The one to its left, with its overall proportions calculated using the Golden Ratio and its base height set by the Golden Thirds, has a better balance between the two and tends to support the rules.
The two at the top, however, whether Golden Rule proportioned or my exaggerated proportions, have a better balance between their overall dimensions and the dimension of the base than the other two, their bases being calculated from the Shaker value.
The result of this is that I think I have developed a new rule here – “The Tin Rule”. This new rule states that a base should have a height that is 30% of the piece’s overall height. Let’s see if that one holds up for a number of centuries like the others have.
Thus ends this part of the experiment. I have learned some more interesting things about design and rules.

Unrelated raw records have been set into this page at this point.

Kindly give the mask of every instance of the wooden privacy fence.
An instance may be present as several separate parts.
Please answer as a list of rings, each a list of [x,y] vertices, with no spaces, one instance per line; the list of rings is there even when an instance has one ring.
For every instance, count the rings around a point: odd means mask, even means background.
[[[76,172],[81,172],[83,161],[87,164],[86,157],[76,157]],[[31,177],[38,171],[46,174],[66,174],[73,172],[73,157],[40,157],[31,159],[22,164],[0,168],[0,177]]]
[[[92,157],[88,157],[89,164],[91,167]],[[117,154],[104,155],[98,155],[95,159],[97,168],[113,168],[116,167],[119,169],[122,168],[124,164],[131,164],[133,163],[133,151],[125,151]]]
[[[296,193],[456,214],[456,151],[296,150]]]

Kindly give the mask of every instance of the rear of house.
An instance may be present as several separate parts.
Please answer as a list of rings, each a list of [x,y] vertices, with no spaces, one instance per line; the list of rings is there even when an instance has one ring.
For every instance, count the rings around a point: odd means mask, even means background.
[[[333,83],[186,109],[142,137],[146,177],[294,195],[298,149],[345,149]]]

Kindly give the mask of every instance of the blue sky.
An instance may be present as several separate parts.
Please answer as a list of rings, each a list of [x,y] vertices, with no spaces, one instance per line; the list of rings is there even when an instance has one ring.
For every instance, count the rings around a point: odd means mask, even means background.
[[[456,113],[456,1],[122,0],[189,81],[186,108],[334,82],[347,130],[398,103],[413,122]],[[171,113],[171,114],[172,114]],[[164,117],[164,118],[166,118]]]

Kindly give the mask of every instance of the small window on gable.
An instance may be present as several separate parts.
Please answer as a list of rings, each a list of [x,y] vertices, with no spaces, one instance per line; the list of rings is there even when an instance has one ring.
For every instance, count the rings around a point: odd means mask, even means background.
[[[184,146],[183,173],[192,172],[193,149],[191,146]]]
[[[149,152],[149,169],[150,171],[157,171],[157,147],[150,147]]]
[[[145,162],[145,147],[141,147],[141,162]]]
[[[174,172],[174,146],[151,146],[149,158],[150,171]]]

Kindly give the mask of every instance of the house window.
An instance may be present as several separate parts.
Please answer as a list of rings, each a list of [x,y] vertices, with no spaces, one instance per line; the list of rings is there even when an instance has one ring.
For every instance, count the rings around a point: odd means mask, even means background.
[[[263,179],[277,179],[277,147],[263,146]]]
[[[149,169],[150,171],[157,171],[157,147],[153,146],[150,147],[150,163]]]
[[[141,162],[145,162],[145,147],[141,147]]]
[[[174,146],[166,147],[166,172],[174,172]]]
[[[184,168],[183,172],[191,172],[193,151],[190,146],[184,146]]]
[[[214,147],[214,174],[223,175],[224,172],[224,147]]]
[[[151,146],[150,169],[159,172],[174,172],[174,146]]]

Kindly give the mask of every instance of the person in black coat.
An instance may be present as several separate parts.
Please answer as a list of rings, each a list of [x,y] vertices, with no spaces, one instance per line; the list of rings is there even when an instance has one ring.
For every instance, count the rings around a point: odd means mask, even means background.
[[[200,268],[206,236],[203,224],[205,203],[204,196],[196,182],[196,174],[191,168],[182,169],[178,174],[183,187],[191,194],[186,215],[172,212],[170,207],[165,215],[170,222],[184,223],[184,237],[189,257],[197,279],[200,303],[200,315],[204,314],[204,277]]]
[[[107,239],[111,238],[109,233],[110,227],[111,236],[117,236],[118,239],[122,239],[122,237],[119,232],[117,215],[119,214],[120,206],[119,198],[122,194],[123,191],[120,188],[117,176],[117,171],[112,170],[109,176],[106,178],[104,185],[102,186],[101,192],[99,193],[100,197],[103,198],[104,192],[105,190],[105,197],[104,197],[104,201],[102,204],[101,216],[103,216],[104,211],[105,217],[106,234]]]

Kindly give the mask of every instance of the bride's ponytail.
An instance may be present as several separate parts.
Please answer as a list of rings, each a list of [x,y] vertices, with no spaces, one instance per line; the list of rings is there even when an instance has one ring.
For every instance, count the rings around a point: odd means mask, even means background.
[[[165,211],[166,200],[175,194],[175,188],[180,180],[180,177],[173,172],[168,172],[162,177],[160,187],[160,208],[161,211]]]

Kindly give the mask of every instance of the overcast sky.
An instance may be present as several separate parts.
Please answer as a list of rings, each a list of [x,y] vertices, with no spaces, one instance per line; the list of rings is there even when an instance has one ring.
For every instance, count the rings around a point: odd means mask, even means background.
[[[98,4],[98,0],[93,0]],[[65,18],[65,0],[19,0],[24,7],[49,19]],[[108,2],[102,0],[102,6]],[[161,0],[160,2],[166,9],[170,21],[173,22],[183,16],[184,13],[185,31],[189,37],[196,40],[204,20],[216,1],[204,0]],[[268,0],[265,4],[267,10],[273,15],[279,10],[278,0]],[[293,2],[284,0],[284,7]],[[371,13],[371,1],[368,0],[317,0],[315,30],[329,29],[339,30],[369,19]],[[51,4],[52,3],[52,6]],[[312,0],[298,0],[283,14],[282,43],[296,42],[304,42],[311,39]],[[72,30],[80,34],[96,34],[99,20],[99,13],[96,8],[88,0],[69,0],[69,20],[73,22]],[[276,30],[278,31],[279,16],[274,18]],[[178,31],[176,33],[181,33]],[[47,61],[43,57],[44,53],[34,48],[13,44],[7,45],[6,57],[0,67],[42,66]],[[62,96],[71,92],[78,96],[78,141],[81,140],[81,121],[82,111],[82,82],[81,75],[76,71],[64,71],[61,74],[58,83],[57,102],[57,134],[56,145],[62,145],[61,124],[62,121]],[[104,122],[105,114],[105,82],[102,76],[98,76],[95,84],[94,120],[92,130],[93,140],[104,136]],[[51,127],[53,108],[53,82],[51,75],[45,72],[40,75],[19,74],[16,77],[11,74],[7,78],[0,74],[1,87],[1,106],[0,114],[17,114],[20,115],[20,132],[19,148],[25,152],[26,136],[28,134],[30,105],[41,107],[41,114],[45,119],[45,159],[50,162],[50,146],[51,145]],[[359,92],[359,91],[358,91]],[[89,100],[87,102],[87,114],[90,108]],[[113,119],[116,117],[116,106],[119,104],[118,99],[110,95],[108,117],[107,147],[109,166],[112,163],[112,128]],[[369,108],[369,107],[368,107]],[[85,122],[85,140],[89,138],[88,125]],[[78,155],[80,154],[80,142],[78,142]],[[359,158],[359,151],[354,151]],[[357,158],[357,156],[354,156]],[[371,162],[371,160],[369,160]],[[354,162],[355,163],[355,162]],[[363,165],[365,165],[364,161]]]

- The Fibonacci Sequence works well when there are a fair number of divisions in a piece, but when there are few, like on my box, it is not that helpful
- Having used this rule to determine the height of the lid, however, I have to acknowledge that it can be of some use, but only when used with caution
- The Golden Mean Rule works reasonably well in applications like this, but again, I’m not sure I would rely on it completely
- Good design is not finding one rule and sticking to it, but combining different rules to achieve balanced proportions
- Finally, my Shaker friend taught me that if you are going to distort one rule of proportions, you had better be prepared to distort the others
One other thing I have learned researching the in’s and out’s of furniture design - designing furniture is really no different than any other type of artwork. All these rules that I have come across researching this topic are the same ones that all graphic designers, architects and artists get drilled into their heads their first year of learning their crafts.